A la fin de la Seconde Guerre mondiale, environ 250 000 réfugiés allemands étaient bloqués au Danemark. Après cinq années d’occupation nazie brutale, les Danois avaient-ils une responsabilité envers eux? C’est la question au cœur de ce drame-thriller intelligent d’Anders Walter. Un film aussi complexe moralement qu’il en a l’air, avec des moments haletants; certaines scènes m’ont fait regarder à travers mes mains. Ce qui est vraiment intéressant, c’est qu’il ne frappe jamais une note triomphante; pas de scène de foule agitant des drapeaux en acclamant le départ des Allemands vaincus.

En avril 1945, un mois avant la fin de l’occupation allemande, Jacob (Pilou Asbæk) dirige une école pour garçons. Comme tous les personnages du film, il est un peu esquissé: un membre respecté de la communauté proche, un homme de famille, quelqu’un de bien, mais il n’y a pas assez pour le rendre réel. A ce stade, l’Allemagne est au bord de la défaite, mais contrôle toujours le pays, donc Jacob n’a pas le choix lorsqu’on lui demande d’abriter 500 réfugiés allemands fuyant l’invasion soviétique: principalement des femmes, des enfants et des personnes âgées. Le commandant nazi local promet de la nourriture et des médicaments qui ne se matérialisent jamais. Naturellement, les sentiments anti-allemands dans la ville sont forts. Quiconque est surpris à aider les réfugiés est étiqueté comme collaborateur. Jacob accepte de les accueillir, mais ensuite les Allemands de son école commencent à mourir – d’abord les enfants – dans une épidémie de diphtérie.


Rien dans le film ne facilite la conscience.
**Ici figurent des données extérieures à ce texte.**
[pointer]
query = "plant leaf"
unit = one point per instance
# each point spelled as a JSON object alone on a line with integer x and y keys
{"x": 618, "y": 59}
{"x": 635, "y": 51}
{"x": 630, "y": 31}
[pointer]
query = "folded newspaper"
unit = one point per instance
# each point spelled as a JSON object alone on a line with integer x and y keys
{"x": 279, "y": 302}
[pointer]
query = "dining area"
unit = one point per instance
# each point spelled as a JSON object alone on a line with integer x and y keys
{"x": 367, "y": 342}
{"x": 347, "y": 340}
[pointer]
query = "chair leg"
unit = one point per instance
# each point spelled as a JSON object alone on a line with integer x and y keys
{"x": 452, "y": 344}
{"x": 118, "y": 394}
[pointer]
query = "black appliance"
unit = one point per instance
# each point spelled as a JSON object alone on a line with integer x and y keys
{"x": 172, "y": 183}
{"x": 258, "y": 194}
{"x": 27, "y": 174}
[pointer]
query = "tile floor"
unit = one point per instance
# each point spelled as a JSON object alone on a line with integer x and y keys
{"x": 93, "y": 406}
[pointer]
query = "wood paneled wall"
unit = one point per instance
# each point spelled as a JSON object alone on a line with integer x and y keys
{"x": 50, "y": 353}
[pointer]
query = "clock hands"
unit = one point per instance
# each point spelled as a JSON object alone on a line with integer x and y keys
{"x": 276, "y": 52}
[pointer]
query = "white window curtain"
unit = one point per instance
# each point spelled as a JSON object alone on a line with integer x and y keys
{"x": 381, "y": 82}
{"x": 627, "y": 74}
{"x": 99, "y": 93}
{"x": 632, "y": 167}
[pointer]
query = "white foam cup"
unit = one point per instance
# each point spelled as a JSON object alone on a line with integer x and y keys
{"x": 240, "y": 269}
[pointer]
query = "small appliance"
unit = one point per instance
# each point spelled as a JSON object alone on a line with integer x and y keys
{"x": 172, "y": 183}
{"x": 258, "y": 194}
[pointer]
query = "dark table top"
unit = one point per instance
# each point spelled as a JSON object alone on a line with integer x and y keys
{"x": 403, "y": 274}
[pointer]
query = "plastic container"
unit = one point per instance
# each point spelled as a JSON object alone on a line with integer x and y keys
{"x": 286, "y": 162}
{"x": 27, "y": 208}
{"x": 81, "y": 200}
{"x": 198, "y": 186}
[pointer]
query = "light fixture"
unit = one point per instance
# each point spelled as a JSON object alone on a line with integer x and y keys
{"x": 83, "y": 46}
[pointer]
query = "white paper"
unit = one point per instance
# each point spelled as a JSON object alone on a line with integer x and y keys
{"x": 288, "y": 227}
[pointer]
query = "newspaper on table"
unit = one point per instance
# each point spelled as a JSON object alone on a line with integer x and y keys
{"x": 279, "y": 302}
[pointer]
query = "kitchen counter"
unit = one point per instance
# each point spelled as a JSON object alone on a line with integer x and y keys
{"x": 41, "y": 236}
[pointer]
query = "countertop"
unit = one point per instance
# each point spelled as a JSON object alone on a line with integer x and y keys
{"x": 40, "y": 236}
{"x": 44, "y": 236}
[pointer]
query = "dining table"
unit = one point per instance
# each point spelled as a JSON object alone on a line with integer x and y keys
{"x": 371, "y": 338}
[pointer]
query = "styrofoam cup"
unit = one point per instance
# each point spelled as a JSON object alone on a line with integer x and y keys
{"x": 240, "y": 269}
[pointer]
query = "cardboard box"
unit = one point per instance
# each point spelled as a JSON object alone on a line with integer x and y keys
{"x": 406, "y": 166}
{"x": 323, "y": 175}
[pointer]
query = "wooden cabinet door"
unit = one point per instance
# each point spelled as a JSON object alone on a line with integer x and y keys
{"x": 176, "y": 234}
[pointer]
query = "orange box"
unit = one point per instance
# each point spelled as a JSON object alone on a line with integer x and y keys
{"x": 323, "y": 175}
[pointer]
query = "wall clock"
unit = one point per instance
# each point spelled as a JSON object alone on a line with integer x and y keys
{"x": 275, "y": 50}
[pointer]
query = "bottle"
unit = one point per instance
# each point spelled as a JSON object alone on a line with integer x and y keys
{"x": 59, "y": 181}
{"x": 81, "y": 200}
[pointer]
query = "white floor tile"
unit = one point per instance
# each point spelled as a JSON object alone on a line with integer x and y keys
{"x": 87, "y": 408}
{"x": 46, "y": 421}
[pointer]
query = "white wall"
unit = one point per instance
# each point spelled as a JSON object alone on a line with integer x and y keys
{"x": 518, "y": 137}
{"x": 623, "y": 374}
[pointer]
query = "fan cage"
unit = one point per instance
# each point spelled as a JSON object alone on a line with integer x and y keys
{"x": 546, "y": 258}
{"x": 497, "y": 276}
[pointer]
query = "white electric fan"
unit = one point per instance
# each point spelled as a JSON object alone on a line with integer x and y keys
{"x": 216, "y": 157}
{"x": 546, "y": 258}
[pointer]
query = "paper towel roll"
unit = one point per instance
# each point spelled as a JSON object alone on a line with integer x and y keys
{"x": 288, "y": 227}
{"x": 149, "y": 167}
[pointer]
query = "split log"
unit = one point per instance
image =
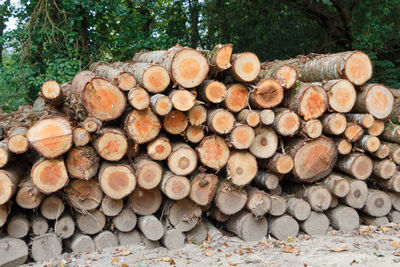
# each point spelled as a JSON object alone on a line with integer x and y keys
{"x": 116, "y": 180}
{"x": 145, "y": 202}
{"x": 82, "y": 162}
{"x": 142, "y": 125}
{"x": 203, "y": 188}
{"x": 182, "y": 160}
{"x": 283, "y": 227}
{"x": 51, "y": 137}
{"x": 316, "y": 224}
{"x": 241, "y": 168}
{"x": 343, "y": 218}
{"x": 247, "y": 227}
{"x": 334, "y": 123}
{"x": 245, "y": 67}
{"x": 186, "y": 67}
{"x": 175, "y": 187}
{"x": 265, "y": 143}
{"x": 268, "y": 93}
{"x": 84, "y": 195}
{"x": 308, "y": 100}
{"x": 213, "y": 152}
{"x": 356, "y": 164}
{"x": 312, "y": 159}
{"x": 286, "y": 122}
{"x": 375, "y": 99}
{"x": 229, "y": 199}
{"x": 17, "y": 140}
{"x": 237, "y": 97}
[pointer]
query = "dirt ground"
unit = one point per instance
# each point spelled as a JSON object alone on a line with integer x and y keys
{"x": 368, "y": 246}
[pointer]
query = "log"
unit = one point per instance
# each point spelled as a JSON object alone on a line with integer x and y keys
{"x": 151, "y": 227}
{"x": 82, "y": 162}
{"x": 142, "y": 125}
{"x": 46, "y": 247}
{"x": 213, "y": 152}
{"x": 91, "y": 222}
{"x": 84, "y": 195}
{"x": 312, "y": 159}
{"x": 175, "y": 187}
{"x": 175, "y": 122}
{"x": 356, "y": 164}
{"x": 286, "y": 122}
{"x": 17, "y": 140}
{"x": 182, "y": 160}
{"x": 111, "y": 207}
{"x": 186, "y": 67}
{"x": 375, "y": 99}
{"x": 247, "y": 227}
{"x": 268, "y": 93}
{"x": 111, "y": 144}
{"x": 154, "y": 78}
{"x": 245, "y": 67}
{"x": 51, "y": 137}
{"x": 237, "y": 97}
{"x": 116, "y": 180}
{"x": 265, "y": 143}
{"x": 52, "y": 207}
{"x": 145, "y": 202}
{"x": 334, "y": 123}
{"x": 377, "y": 204}
{"x": 241, "y": 168}
{"x": 316, "y": 224}
{"x": 203, "y": 187}
{"x": 283, "y": 227}
{"x": 308, "y": 100}
{"x": 299, "y": 209}
{"x": 343, "y": 218}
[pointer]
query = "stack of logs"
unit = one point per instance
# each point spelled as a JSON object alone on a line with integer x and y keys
{"x": 180, "y": 143}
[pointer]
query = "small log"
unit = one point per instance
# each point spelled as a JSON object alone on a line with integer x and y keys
{"x": 52, "y": 207}
{"x": 265, "y": 143}
{"x": 334, "y": 123}
{"x": 203, "y": 188}
{"x": 111, "y": 144}
{"x": 17, "y": 140}
{"x": 377, "y": 204}
{"x": 245, "y": 67}
{"x": 268, "y": 93}
{"x": 145, "y": 202}
{"x": 286, "y": 122}
{"x": 213, "y": 152}
{"x": 116, "y": 180}
{"x": 343, "y": 218}
{"x": 241, "y": 168}
{"x": 298, "y": 208}
{"x": 138, "y": 98}
{"x": 175, "y": 122}
{"x": 142, "y": 125}
{"x": 247, "y": 227}
{"x": 375, "y": 99}
{"x": 237, "y": 97}
{"x": 46, "y": 247}
{"x": 356, "y": 164}
{"x": 84, "y": 195}
{"x": 283, "y": 227}
{"x": 175, "y": 187}
{"x": 91, "y": 222}
{"x": 316, "y": 224}
{"x": 82, "y": 162}
{"x": 151, "y": 227}
{"x": 182, "y": 160}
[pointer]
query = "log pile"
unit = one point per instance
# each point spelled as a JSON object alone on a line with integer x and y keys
{"x": 160, "y": 149}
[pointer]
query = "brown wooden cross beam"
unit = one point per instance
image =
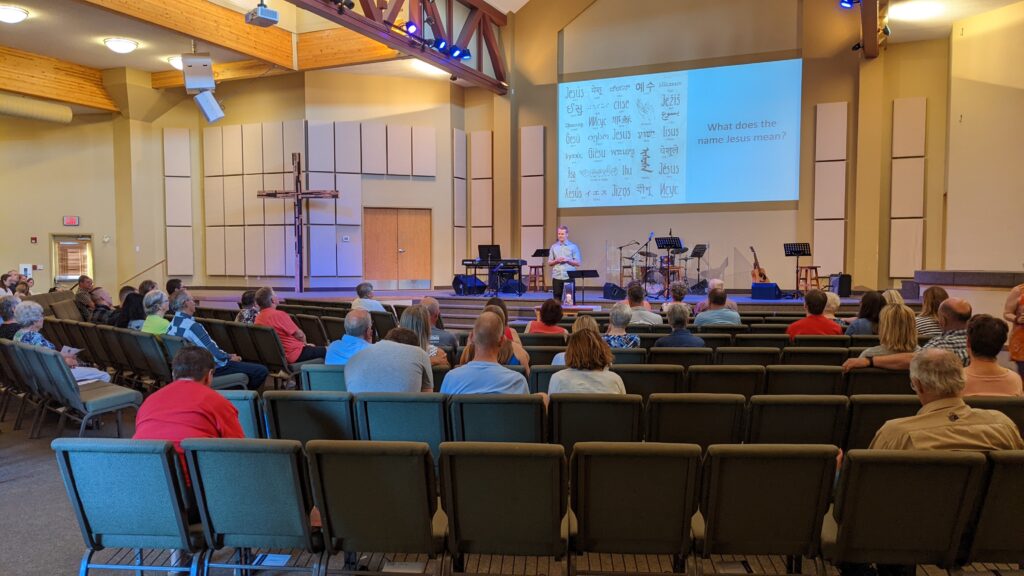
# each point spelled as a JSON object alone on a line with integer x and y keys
{"x": 298, "y": 195}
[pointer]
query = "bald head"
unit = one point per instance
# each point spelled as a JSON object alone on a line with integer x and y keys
{"x": 953, "y": 314}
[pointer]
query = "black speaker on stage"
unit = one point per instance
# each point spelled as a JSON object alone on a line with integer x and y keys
{"x": 765, "y": 291}
{"x": 613, "y": 291}
{"x": 842, "y": 284}
{"x": 466, "y": 285}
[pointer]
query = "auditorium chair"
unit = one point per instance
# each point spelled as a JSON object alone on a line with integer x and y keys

Une mère allemande implore un médecin danois de soigner son bébé malade, mais le médecin de la ville a été exécuté par les SS quelques semaines auparavant. Le scénario de Walter, co-écrit avec Miriam Nørgaard, passe souvent à la perspective du fils de Jacob, Søren (Lasse Peter Larsen), qui commence le film en l’admirant mais est rempli de rage et de défiance après que Jacob soit qualifié de traître dans la ville. Je serais intéressé de savoir comment le film a été reçu au Danemark.

Liberation sort le 29 janvier sur les plateformes numériques.